It’s certainly his most straightforward film: a revenge epic inspired by Norse mythology, The Northman is basically Shakespeare’s Hamlet in everything but name. That’s not an accident, as the story of Prince Amleth (Alexander Skarsgård), who vows vengeance on his power-hungry uncle (Claes Bang) for murdering his father (Ethan Hawke) and stealing his rightful place on the throne, is the basis for the Shakespeare classic.

Eggers’ film is a little too slavishly devoted to adapting the original tale, but his bold injection of surreal, brutish artistry into the action epic is still miles more exciting and daring than most other modern tentpoles. And while Eggers may mostly credit The Northman as being a blockbuster-sized training ground for him to hone the skills he needed for his longtime passion project, Nosferatu, it should be considered more than a stepping stone in the director’s filmography.

The Northman follows Amleth (Skarsgård), an exiled prince of a Viking kingdom in the North Atlantic driven from his home after his uncle Fjölnir (Bang) murdered his father (Hawke), kidnapped his mother (Nicole Kidman), and stole his throne. But Amleth escaped his fate by biting off the nose of the soldier that Fjölnir sent to slay him.
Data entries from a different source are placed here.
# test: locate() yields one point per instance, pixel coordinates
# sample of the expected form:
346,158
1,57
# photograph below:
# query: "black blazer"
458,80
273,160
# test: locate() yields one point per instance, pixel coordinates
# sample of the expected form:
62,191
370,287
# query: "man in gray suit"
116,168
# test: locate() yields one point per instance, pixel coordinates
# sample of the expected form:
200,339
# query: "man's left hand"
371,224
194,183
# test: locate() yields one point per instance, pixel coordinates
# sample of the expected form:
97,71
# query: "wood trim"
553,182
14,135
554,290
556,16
Twenty years later, Amleth has become a hardened Viking berserker who captures slaves for various Nordic kings. But after one particularly bloody raid, Amleth receives a vision of an eyeless seer (Bjork), who reminds him of his vow for vengeance. When he hears that one group of slaves will be sent to King Fjölnir, whose once-great kingdom has diminished to a small farmstead in Iceland, he stows away as a slave. On the boat to Iceland, he strikes up an unexpected connection with fellow slave Olga (Anya Taylor-Joy), who offers him her witch-like powers to aid his quest. But when he arrives in the barren land where the remains of his former kingdom now live, Amleth's quest takes a turn for the strange.
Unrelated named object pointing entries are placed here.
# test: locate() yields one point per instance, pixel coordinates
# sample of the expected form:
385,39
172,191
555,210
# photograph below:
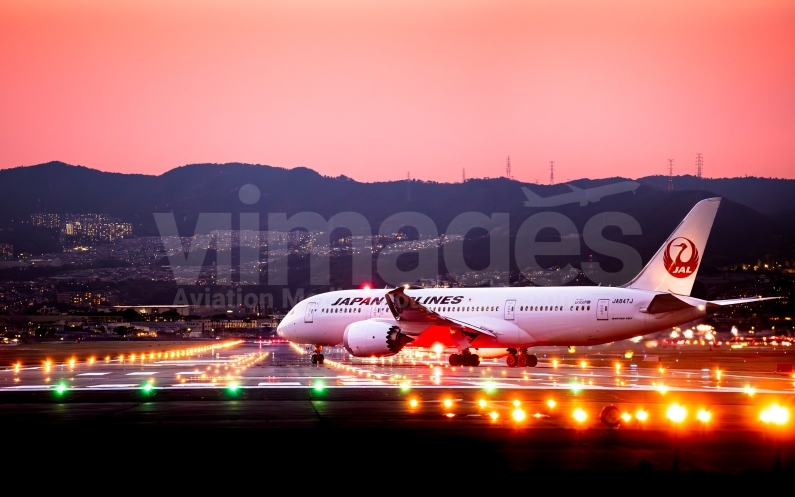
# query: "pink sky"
373,89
Skarsgård and Taylor-Joy in one of The Northman’s less wild moments.

Focus Features

Eggers’ singular talent for making his period pieces feel distinctly of the time kind of bites him in the butt with The Northman. Blame Shakespeare for being the cornerstone of Western storytelling and establishing the very familiar and classic narrative structure that The Northman follows to a tee. As a result, the film’s structure and tone can feel a little too airless and archaic for modern audiences.

But The Northman is far from boring. Eggers employs surreal cosmic imagery and several phantasmagoric sequences that elevate the film beyond other action epics. While its revenge tale is familiar and its endless onslaught of bone-crunching gore slightly tedious, each fantastical vision — whether it be a cackling, eye-less Bjork, skeletal warriors that spring to life, or blue-eyed gods screaming in triumph — feels like something we’ve never seen before. Ditto the film’s more primal touches, like the pagan ritual in which Ethan Hawke and Willem Dafoe howl at each other like wolves in a cave, or the climactic battle in which Amleth and his uncle battle each other inside a volcano while stark naked.

The Northman might be Eggers’ least interesting movie, but that doesn’t make it any less awesome. It may not be rewriting the cinematic language of revenge movies, but its brutal action and brief brushes with the fantastical show that there’s plenty of new ground to tread in the age-old narrative.

The Northman is streaming now on Peacock.